Fort de cette nouvelle corde à son arc, une idée germe et chemine en Guillaume. « Je me suis dit, je vais faire du bon pain et le donner. Au même titre que celui ou celle qui tient la boutique Oxfam ou sert du café à l’hôpital, je pourrais être boulanger bénévole. Quand j’en parle autour de moi, je me rends compte que les gens ont des difficultés à comprendre mon projet. Il ne rentre pas dans les cases. Dans l’imaginaire collectif, le fait de produire un bien ne rime pas avec bénévolat ». Guillaume met à profit l’été pour étayer son projet et tester une formule qui tienne la route financièrement.
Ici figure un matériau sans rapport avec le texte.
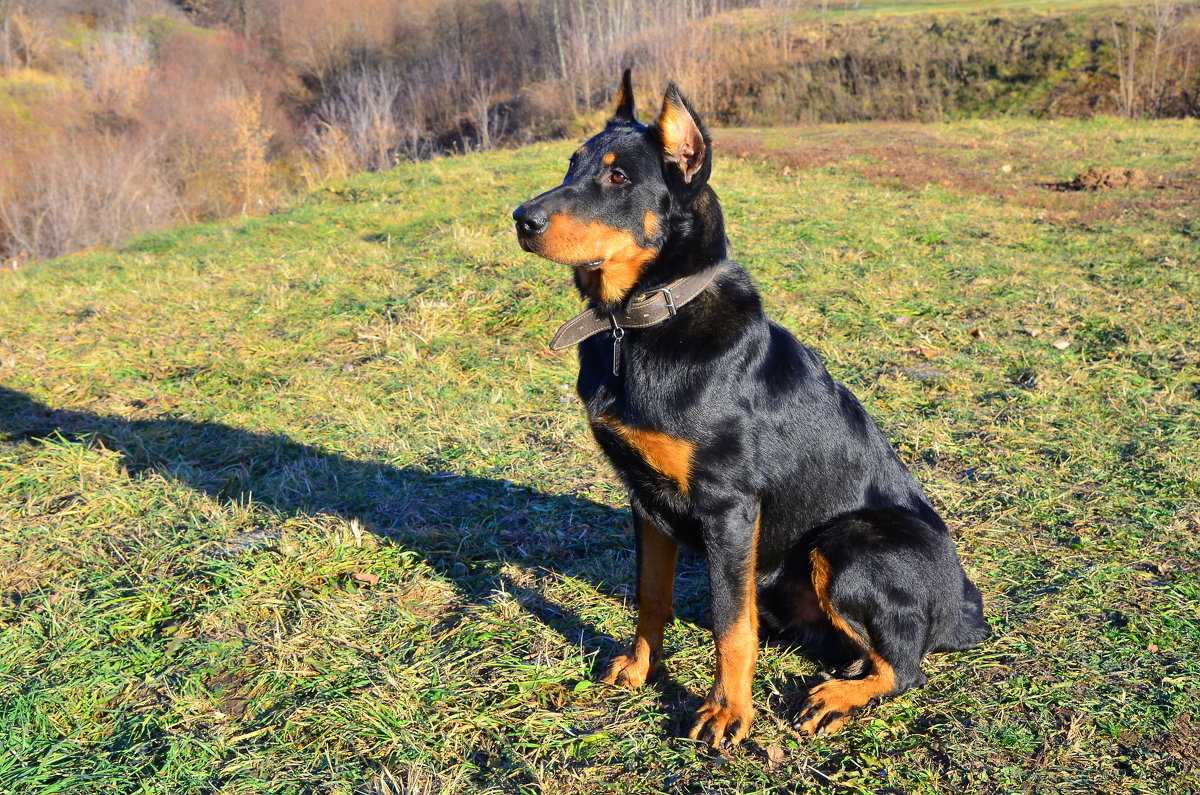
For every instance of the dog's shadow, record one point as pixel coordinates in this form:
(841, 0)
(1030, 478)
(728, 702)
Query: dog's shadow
(467, 528)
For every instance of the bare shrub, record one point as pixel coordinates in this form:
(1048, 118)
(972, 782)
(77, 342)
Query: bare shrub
(84, 192)
(213, 127)
(361, 114)
(114, 70)
(28, 37)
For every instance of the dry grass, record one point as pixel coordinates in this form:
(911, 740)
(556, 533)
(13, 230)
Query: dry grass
(297, 503)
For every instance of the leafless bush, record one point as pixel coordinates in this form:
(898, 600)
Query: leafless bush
(1155, 51)
(359, 118)
(82, 193)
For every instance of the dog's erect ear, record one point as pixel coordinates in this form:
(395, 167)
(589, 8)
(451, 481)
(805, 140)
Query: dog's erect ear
(684, 141)
(625, 112)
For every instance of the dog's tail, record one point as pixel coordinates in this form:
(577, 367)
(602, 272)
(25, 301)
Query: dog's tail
(972, 627)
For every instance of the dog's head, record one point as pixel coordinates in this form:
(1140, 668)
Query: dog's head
(615, 210)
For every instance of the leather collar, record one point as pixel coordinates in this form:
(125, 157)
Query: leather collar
(648, 309)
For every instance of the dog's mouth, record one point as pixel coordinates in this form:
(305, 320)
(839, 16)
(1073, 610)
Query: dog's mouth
(532, 244)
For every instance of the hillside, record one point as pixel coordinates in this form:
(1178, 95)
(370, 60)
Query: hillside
(303, 503)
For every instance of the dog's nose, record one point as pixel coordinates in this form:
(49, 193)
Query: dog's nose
(531, 220)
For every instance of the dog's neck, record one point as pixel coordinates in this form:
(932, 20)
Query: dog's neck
(696, 241)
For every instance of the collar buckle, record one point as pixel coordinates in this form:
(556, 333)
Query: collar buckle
(666, 294)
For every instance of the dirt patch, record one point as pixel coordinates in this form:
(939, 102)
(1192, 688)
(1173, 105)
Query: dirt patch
(1104, 178)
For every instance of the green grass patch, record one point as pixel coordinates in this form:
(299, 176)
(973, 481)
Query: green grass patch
(303, 503)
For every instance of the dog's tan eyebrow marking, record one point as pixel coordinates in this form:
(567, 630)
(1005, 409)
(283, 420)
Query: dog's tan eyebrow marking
(651, 223)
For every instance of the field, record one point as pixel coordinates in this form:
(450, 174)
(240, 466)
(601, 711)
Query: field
(304, 503)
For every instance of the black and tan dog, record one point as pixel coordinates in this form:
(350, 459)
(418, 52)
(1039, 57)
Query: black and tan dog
(732, 438)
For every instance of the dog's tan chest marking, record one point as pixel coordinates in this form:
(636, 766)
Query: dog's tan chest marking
(669, 455)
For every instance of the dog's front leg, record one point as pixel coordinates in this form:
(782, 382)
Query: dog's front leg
(657, 554)
(731, 545)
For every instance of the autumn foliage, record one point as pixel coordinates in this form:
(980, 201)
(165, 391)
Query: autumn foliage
(118, 115)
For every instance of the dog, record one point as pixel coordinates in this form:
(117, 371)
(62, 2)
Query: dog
(731, 437)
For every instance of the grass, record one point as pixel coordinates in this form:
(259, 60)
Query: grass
(303, 503)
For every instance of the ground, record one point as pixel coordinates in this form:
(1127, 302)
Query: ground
(304, 503)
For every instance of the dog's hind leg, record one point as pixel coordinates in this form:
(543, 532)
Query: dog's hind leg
(891, 586)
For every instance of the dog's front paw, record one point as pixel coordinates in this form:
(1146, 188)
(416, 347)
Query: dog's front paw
(628, 671)
(828, 706)
(717, 722)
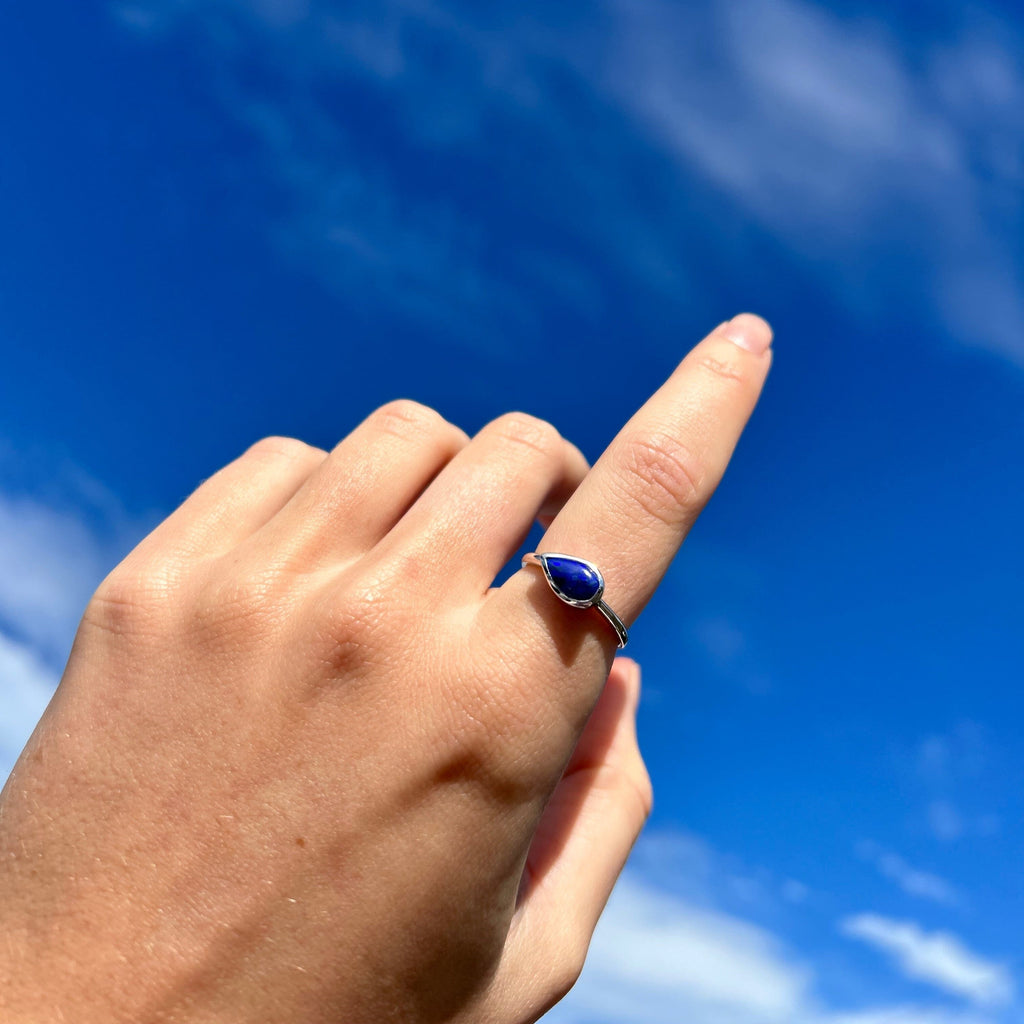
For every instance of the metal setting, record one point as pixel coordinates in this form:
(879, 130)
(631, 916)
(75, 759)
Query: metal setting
(595, 601)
Pour pouvoir donner cinquante pains, il doit en vendre vingt. Attaché à la dynamique de quartier, c’est auprès du voisinage qu’il écoulera le lot à vendre. Côté installation, Guillaume décide de convertir son abri de jardin en atelier. Une manière pour lui de concilier ce nouveau projet avec sa vie de famille. « Ça m’offre beaucoup de flexibilité. Quand je suis à l’atelier, je suis là pour les filles. Cette simple présence physique laisse la porte ouverte aux échanges ». Une donne qu’apprécie fortement le papa qui a travaillé huit ans en Allemagne.
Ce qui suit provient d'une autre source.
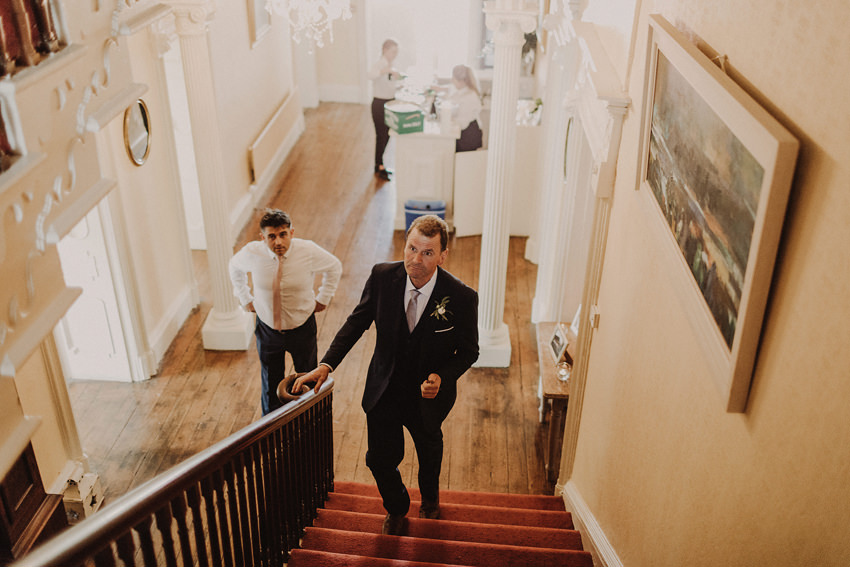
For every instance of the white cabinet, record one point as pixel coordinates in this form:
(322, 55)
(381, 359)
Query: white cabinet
(424, 168)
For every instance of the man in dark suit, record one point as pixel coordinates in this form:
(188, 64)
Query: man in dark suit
(427, 337)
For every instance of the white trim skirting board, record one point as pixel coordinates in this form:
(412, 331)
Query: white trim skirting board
(592, 536)
(341, 93)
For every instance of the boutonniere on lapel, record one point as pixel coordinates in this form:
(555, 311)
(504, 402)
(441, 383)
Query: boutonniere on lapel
(441, 312)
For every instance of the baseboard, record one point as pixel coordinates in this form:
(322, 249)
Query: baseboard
(340, 93)
(165, 332)
(593, 538)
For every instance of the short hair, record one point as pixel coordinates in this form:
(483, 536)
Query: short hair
(466, 76)
(275, 218)
(430, 226)
(388, 43)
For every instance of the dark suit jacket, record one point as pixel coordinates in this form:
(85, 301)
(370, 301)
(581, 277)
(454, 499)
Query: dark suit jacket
(445, 344)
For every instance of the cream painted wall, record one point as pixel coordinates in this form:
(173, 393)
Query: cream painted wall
(339, 70)
(671, 478)
(152, 217)
(48, 109)
(244, 111)
(49, 442)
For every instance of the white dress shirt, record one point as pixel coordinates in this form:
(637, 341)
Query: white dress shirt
(468, 106)
(301, 263)
(424, 295)
(382, 85)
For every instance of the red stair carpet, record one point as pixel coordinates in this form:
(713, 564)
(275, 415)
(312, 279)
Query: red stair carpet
(475, 528)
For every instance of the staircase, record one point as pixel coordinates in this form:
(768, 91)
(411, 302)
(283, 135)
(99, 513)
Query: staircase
(475, 528)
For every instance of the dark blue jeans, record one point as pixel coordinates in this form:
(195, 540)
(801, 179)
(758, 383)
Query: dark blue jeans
(272, 347)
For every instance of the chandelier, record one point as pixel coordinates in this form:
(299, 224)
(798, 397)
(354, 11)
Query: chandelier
(311, 18)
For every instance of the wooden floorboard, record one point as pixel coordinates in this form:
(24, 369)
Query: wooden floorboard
(493, 441)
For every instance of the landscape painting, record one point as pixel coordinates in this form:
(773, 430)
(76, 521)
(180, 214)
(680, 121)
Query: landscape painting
(715, 172)
(707, 185)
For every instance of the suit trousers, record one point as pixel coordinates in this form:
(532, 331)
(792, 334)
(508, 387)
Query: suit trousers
(385, 423)
(272, 347)
(382, 131)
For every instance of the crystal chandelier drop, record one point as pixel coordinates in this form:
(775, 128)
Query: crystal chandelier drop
(311, 18)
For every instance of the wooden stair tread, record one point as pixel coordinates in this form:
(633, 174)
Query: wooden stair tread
(525, 536)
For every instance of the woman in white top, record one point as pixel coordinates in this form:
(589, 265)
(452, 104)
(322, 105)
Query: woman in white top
(467, 101)
(384, 82)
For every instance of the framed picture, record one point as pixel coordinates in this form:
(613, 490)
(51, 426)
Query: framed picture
(715, 170)
(259, 20)
(558, 343)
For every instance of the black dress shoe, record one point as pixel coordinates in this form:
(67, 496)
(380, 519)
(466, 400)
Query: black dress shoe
(393, 524)
(429, 510)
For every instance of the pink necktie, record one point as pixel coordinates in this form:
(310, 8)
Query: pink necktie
(411, 309)
(276, 294)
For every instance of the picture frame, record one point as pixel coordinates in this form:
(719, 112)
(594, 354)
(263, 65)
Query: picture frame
(259, 20)
(558, 343)
(715, 172)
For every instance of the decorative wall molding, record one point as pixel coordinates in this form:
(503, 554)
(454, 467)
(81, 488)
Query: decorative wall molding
(601, 106)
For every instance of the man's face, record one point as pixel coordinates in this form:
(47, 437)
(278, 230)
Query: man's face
(277, 238)
(422, 255)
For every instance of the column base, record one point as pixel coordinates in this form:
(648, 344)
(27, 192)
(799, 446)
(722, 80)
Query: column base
(494, 348)
(228, 331)
(539, 310)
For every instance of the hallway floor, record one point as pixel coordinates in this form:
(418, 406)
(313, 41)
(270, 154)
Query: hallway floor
(493, 441)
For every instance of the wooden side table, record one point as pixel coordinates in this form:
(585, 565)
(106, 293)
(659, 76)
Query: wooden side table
(552, 392)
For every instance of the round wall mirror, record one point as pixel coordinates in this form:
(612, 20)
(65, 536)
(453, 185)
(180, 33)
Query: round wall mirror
(137, 132)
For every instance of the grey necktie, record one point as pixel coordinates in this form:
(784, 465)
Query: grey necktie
(411, 309)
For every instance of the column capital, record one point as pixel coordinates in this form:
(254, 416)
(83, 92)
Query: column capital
(508, 17)
(164, 32)
(193, 16)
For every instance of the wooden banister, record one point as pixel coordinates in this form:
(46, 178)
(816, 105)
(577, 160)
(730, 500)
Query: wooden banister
(244, 501)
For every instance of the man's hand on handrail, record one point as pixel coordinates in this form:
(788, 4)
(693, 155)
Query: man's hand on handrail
(319, 375)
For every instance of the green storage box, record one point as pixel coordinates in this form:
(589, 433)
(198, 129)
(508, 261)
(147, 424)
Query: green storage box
(403, 117)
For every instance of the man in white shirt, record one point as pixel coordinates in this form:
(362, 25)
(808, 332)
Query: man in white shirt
(384, 79)
(283, 271)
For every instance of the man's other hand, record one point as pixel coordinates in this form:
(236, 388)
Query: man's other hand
(319, 374)
(431, 387)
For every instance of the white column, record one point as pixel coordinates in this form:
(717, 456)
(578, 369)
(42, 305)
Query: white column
(227, 327)
(509, 21)
(552, 233)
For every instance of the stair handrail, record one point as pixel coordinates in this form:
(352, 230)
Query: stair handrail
(299, 486)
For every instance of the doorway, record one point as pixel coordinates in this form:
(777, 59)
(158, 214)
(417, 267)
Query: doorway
(91, 338)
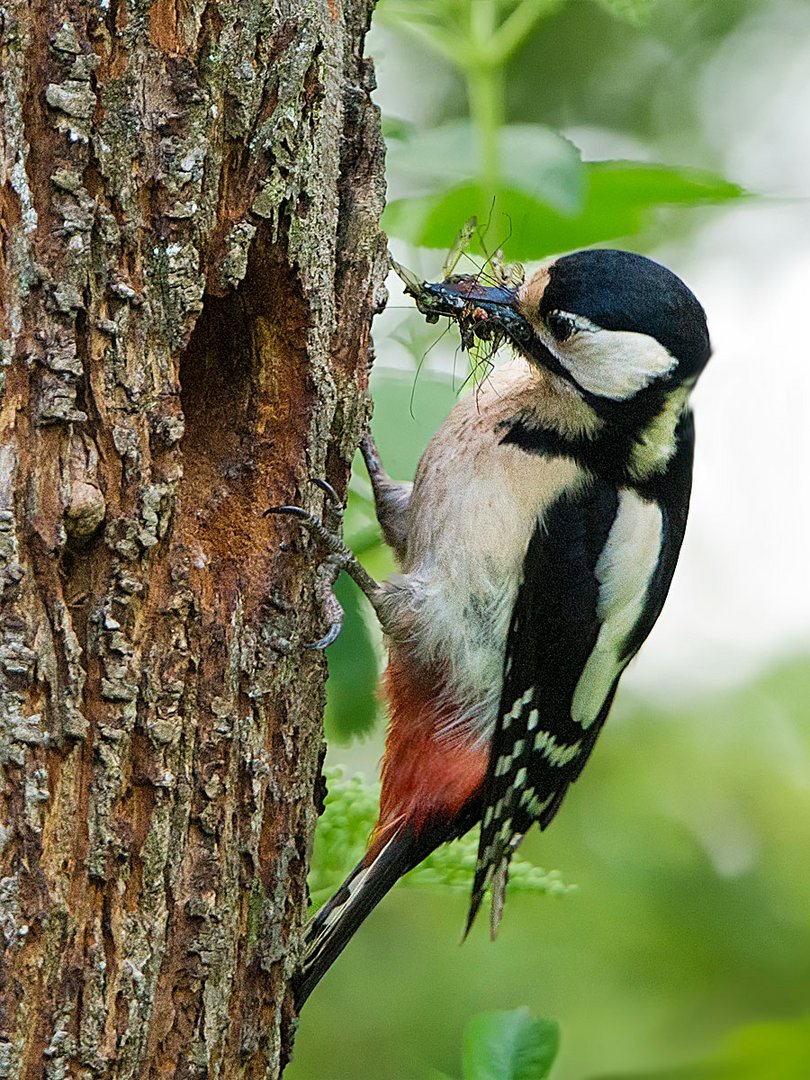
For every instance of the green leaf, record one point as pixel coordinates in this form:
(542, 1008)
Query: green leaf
(510, 1045)
(532, 159)
(620, 199)
(630, 11)
(351, 701)
(407, 410)
(779, 1051)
« Il n’y a que dans mon boulot de père que je suis irremplaçable. Tout le reste, enseigner, mon travail de recherche, faire du pain, d’autres peuvent le faire à ma place »
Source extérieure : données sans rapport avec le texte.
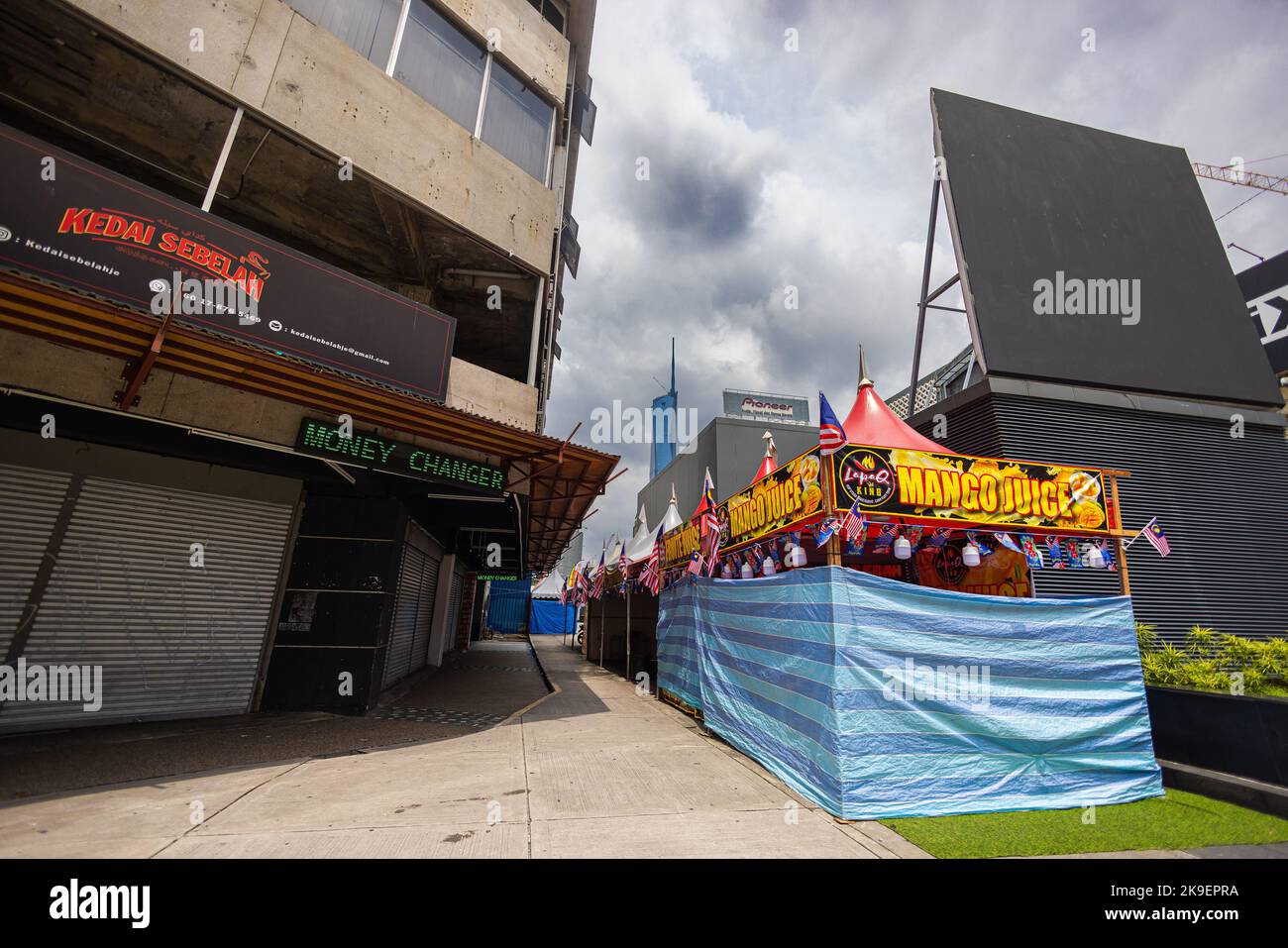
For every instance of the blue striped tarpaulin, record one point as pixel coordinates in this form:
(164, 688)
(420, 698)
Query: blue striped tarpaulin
(877, 698)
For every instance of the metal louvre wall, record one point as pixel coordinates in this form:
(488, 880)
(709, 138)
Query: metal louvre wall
(174, 640)
(1225, 569)
(971, 430)
(30, 501)
(413, 607)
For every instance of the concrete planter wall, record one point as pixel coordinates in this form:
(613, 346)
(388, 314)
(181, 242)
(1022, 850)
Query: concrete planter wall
(1236, 734)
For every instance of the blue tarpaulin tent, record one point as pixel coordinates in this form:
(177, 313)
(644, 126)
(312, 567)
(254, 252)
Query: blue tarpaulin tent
(879, 698)
(552, 618)
(507, 604)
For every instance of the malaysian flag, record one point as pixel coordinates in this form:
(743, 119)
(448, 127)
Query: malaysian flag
(855, 524)
(599, 579)
(1157, 537)
(713, 556)
(1005, 540)
(652, 575)
(831, 436)
(938, 537)
(885, 539)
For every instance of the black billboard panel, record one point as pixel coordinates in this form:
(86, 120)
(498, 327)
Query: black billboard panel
(75, 223)
(1265, 291)
(1091, 258)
« Je partais du mercredi au vendredi. Le plus dur, c’est la distance, l’impossibilité d’être là en cas de besoin ou d’urgence alors qu’il n’y a que dans mon boulot de père que je suis irremplaçable. Tout le reste, enseigner, mon travail de recherche, faire du pain, d’autres peuvent le faire à ma place. »
Le chantier de rénovation mobilise toute la famille. « Je pense que ce projet correspond à leur recherche de sens et s’aligne avec leurs idéaux ».Capucine, sa fille aînée de 13 ans, aide à l’isolation tandis que Zoé, 11 ans, enduit les murs d’argile. Pour la crédence, c’est Marie-Pierre, sa femme, qui assure aux commandes. C’est elle aussi qui fait connaitre le projet sur les réseaux sociaux. Capucine accompagne également les livraisons à la coopérative sociale.
Manquait encore à l’atelier sa pièce maitresse : le four. Le 8 juillet, un crowdfunding de 10 000 € est lancé. En un mois, 123 contributeurs et contributrices répondent à l’appel et la totalité de la somme est récoltée. L’aventure de la micro-boulangerie sociale Le Pain des Noyers est bien lancée.